Materials and Methods
Targeted sequencing of 437 cancer-related genes was performed in 42 patients receiving ICI-based therapy. Genomic correlates of progression-free survival (PFS) were evaluated, and an exploratory prognostic model was developed using least absolute shrinkage and selection operator regression and multivariable Cox regression. The Cancer Genome Atlas (TCGA) cohort was used for transcriptomic analysis.
Results
The cohort included 42 patients, with a median age of 51 years; 85.7% were HPV-positive, 90.5% had squamous cell carcinoma, and 54.8% had a programmed death-ligand 1 combined positive score (PD-L1 CPS) ≥5. Frequent alterations included PIK3CA (57.1%), FBXW7 (21.4%), TERT (21.4%), BAP1 (19.0%), and EP300 (16.7%). Tumor mutational burden (TMB)-associated mutations in PIK3CA, EP300, CREBBP, and TERT were associated with prolonged PFS (P < 0.001), whereas PD-L1–associated mutations showed numerically longer PFS (P = 0.170). EP300 (P = 0.007), PIK3CA (P < 0.01), and homologous recombination repair pathway alterations (P = 0.016) were associated with favorable PFS, whereas KEAP1 (P < 0.01) and TP53 (P = 0.010) mutations were associated with shorter PFS. A five-feature genomic model stratified patients into high- and low-risk groups (P < 0.001, 1-year AUC = 0.889).
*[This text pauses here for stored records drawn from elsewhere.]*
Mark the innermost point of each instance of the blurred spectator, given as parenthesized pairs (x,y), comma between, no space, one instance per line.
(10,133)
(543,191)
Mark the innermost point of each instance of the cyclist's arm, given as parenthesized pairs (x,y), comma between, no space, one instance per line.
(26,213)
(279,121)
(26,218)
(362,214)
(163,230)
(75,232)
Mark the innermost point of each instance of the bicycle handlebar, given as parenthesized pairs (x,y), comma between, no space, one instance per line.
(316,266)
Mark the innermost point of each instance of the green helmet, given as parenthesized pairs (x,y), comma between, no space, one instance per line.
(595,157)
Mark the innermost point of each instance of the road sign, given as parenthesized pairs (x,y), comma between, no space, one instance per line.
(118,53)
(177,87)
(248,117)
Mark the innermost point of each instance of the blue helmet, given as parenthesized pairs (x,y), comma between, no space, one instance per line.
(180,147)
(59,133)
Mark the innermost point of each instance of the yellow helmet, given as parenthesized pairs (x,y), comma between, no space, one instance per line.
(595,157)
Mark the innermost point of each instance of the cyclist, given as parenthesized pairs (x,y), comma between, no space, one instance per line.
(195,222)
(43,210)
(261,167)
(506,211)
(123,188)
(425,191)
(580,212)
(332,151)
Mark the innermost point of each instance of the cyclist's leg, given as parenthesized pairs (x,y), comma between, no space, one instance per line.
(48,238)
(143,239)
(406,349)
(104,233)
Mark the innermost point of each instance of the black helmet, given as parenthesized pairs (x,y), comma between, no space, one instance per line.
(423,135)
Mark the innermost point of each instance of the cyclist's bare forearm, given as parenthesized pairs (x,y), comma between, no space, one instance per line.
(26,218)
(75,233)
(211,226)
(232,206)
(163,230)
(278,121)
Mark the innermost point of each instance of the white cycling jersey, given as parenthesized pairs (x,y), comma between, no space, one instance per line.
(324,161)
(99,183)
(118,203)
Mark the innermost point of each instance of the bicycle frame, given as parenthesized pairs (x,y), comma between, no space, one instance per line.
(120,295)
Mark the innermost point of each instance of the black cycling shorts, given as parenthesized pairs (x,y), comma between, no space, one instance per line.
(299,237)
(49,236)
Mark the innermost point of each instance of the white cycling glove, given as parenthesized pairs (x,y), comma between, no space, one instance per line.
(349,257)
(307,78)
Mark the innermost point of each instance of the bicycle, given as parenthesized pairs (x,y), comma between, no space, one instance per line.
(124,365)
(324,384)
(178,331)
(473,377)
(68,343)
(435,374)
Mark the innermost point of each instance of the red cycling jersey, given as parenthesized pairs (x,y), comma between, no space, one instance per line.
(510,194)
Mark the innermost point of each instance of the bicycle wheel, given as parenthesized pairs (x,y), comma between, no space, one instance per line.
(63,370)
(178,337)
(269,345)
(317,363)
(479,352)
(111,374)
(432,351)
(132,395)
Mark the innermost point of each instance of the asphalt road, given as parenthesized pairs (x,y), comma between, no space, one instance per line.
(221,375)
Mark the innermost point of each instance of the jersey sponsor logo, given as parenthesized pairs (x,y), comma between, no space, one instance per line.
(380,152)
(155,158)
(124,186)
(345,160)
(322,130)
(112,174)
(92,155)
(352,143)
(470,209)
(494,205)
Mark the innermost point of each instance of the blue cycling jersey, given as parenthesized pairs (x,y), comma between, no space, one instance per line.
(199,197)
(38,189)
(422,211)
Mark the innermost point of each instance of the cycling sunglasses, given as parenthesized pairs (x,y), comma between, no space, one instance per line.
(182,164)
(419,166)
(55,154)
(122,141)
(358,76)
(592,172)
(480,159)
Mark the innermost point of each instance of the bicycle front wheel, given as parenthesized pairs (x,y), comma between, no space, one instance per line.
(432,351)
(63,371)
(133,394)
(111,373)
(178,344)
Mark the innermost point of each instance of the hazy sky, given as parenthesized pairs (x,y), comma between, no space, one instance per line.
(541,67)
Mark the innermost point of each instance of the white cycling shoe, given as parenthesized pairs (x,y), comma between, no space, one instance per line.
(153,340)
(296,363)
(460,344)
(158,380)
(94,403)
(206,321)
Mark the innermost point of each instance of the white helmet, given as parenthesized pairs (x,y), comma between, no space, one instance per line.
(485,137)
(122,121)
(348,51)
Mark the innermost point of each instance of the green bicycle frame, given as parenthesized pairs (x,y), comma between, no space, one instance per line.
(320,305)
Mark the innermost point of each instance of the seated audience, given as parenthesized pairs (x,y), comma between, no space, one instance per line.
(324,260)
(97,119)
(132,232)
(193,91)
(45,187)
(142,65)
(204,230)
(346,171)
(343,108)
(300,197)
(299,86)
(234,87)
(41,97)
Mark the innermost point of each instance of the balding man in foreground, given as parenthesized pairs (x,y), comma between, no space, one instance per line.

In the exploratory cohort, high-risk patients showed numerically shorter PFS (P = 0.060). In TCGA samples, high-risk tumors showed enrichment of angiogenesis, epithelial-mesenchymal transition, hypoxia, inflammatory response, and tumor necrosis factor-α/nuclear factor-κB signaling.
Conclusion
Specific genomic alterations may help stratify immunotherapy outcomes in recurrent or metastatic cervical cancer. The proposed genomic risk model remains exploratory and requires validation in larger, independent cervical cancer cohorts.